An portán is "the crab".
The an before the verb (an siúlann) is the question particle (interrogative verbal particle), the an before the noun (an portán) is the definite article "the".
Siúlann an portán - "The crab walks"
An siúlann an portán? - "Does the crab walk? "
In most of the English-speaking world, "Ye" is considered archaic, and you'd be unlikely to encounter it in everyday speech.
Apparently "ye" is still current in parts of England, Ireland, and eastern Canada (Newfoundland and Labrador).
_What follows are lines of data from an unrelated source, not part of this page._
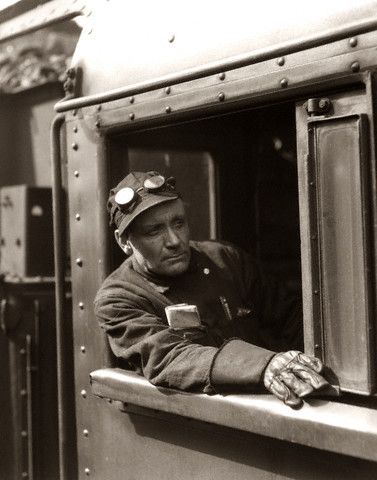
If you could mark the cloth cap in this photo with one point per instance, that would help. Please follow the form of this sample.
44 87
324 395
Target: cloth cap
136 193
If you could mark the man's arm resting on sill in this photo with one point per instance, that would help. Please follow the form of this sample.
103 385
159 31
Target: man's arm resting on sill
338 427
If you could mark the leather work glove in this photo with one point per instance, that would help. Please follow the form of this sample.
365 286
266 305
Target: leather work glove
292 375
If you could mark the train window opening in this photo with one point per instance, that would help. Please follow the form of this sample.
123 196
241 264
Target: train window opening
238 177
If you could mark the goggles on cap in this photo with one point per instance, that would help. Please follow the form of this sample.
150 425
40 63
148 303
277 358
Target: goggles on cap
127 198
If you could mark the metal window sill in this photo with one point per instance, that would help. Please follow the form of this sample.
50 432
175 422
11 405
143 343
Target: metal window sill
327 425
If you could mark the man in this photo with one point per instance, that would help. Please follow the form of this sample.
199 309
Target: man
196 316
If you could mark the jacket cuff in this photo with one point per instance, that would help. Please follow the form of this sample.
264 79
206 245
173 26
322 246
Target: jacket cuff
238 366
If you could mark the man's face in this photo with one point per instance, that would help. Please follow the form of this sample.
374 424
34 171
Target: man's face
159 239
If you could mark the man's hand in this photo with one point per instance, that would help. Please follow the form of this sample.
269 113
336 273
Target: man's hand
293 375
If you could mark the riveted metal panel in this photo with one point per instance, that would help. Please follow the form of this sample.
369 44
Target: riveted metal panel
318 68
85 173
163 38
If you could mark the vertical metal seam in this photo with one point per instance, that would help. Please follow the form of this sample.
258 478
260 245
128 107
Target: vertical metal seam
59 262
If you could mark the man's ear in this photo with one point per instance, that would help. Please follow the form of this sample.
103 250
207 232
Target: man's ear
125 245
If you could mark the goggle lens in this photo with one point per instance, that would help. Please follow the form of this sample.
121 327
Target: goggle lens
125 196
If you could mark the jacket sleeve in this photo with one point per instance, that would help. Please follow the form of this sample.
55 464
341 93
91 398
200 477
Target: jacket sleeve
168 359
276 319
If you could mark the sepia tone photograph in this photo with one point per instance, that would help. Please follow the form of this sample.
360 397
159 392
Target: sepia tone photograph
188 240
It may also occasionally be encountered in certain ethnic/religious communities (e.g., Amish, Quakers) in North America, amongst whom it has been retained as a formality.
Most of the English-speaking world seems to get by without a plural "you", but it can certainly be a useful construction... Other modern versions include "y'all" in the American South and "youse" or "you 'uns" (very informal/non-standard) in the northeastern U.S. And, come to think of it, "you lot" in the U.K.
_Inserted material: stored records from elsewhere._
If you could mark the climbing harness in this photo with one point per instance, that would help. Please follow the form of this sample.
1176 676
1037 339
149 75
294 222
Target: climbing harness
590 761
"ye" isn't encountered much in written English, but it is common in spoken English in some places, and for the purposes of a course on Irish, one of the places where "ye" is widespread in spoken English is Ireland.
"y'all" is getting the "vous" treatment - it is increasingly used as a polite (but informal) singular "you" for addressing someone that you don't know. As such, it isn't necessarily a good translation of sibh and it's associated prepositional pronouns.
Both Irish and English differentiate between the simple present siúlann an portán chugat/"the crab walks to(wards) you" and the present progressive Tá an portán ag siúl chugat/"the crab is walking to(wards) you".
"Is the crab walking to you?" - an bhfuil an portán ag siúl chugat?
Irish and English both differentiate between the simple present and the present progressive. They aren't interchangeable, though not all languages make the same distinction.
An siúlann an portán chugaibh? - "Does the crab walk to you?"
An bhfuil an portán ag siúil chugaibh? - "Is the crab walking to you?"